From the hematological point of view neutropenia is the most frequent hematological adverse event reported in this study. And from the non-hematological point of view, infections including pneumonia and some patients with COVID-19 was the most frequent adverse event. However, when we focus on other non-hematological adverse events like gastrointestinal toxicity, asthenia, fatigue, decreased appetite, or insomnia, they had been reported only in few patients with this combination.
The primary endpoint of this study has been overall response rate and in the all patient population the overall response rate was 40.6% with some patients even achieving complete response and a stringent complete response.

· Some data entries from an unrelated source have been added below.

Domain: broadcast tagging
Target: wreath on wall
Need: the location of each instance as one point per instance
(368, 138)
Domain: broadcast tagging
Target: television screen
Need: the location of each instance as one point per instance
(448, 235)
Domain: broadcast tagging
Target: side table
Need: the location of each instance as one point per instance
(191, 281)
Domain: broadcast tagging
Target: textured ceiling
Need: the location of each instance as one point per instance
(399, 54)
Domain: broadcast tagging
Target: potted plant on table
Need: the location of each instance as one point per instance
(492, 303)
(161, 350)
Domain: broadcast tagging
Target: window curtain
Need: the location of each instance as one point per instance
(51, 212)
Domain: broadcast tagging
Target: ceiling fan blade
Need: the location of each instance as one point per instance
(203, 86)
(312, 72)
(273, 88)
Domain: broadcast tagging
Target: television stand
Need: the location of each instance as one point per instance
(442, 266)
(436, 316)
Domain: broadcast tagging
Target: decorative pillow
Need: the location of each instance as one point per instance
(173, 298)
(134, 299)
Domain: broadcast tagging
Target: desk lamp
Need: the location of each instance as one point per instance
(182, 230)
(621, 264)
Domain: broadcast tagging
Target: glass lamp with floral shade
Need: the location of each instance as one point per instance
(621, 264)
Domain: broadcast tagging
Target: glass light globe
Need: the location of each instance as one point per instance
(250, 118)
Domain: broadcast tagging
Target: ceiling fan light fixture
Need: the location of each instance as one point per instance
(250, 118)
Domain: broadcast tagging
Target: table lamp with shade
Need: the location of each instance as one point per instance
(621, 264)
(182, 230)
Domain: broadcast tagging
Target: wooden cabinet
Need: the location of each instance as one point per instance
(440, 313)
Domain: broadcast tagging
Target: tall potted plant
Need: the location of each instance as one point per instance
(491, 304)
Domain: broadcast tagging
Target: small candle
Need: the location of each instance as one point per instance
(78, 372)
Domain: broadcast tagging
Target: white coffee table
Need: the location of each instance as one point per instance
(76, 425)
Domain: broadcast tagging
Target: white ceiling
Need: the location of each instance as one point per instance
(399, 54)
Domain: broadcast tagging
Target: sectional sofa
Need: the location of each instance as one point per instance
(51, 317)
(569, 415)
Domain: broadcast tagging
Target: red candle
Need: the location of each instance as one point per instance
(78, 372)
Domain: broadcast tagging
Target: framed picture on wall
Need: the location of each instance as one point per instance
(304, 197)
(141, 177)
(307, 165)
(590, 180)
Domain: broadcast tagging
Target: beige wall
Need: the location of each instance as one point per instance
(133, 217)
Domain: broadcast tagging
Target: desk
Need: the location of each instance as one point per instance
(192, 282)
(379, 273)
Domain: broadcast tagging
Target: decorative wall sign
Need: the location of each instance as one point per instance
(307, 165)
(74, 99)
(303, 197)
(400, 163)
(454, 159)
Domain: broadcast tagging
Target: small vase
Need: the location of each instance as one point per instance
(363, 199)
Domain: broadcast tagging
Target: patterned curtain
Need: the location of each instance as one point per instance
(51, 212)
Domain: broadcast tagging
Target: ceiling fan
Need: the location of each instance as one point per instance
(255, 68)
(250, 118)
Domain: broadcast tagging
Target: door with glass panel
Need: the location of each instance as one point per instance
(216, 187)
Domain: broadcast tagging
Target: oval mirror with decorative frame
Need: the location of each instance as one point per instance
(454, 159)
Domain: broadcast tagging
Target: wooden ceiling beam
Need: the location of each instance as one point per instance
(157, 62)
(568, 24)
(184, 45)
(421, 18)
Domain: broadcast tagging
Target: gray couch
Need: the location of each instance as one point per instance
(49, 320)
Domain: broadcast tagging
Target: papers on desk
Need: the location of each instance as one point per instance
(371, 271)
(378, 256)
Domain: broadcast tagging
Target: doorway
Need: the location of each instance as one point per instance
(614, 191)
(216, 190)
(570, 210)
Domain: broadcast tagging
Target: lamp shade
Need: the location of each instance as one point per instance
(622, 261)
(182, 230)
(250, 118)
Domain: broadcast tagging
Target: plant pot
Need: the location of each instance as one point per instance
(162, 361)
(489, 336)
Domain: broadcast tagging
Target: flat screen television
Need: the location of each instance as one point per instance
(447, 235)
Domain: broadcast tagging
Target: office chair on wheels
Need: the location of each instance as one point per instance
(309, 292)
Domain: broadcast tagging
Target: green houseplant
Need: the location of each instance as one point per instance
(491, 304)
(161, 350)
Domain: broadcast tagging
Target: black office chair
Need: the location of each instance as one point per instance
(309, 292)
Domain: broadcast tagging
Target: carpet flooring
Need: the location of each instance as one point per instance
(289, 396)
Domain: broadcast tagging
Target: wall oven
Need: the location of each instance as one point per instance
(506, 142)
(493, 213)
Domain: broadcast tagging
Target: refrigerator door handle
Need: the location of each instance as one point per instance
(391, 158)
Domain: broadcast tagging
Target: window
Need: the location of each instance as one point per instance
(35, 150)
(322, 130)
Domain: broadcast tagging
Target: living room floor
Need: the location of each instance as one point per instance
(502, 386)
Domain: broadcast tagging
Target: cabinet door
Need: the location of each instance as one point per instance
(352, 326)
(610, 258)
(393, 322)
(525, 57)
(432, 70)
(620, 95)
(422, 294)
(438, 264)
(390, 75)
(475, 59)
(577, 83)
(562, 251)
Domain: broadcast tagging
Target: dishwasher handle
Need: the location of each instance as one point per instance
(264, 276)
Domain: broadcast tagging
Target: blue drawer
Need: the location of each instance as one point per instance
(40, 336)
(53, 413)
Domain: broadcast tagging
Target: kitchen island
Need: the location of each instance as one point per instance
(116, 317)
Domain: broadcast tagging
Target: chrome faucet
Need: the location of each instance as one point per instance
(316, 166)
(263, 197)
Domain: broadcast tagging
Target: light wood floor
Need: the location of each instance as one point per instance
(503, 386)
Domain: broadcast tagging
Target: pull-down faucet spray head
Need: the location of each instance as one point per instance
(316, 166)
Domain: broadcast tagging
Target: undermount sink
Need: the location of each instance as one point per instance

But it's important to see how in the patients with plasmacytoma, remember 30% of the patients presented with any type of plasmacytoma, the efficacy was maintained with an overall response rate of 30% and the same is applicable to the 30% of the patients who had been previously exposed to BCMA-targeted therapy and the overall response rate was 50%, again with some patients achieving complete response or a stringent complete response and this is extremely important because the population exposed to PI, IMiDs, and CD38 and in addition the BCMA-targeted therapies, the new unmet medical need and mezigdomide and dexamethasone covered this unmet medical population with an overall response rate of 50%.
In terms of a progression-free survival, the medium PFS has been a 4.4 months. What it's good medium PFS for the heavily per treated population. And in terms of durability of the response, we focus on the 40% of the patients who responded, the median durability was almost eight months, and if we focus on those patients who achieve at least VGPR rate, the durability of the response was 9.2 months. From the pharmacodynamic point of view, it has been also observed how the treatment with mezigdomide plus dexamethasone resulted into an increase in the NK cells as well as the T-cell proliferation, as well as a decrease in the Aiolos, Ikaros that they are the targets for mezigdomide in this case the potency in combination with dexamethasone.
So in summary I think mezigdomide plus dexamethasone showed encouraging efficacy and safety results in heavily pretreated relapse and refractory myeloma patients including patients with extramedullary disease and including patients already exposed to the BCMA-targeted therapy and mezigdomide is currently ongoing, being evaluated in combination with standard therapies in myeloma and there are phase three clinical trials ongoing, evaluating mezigdomide in combination with bortezomib and carfilzomib and are currently enrolling patients. Thank you very much for your attention.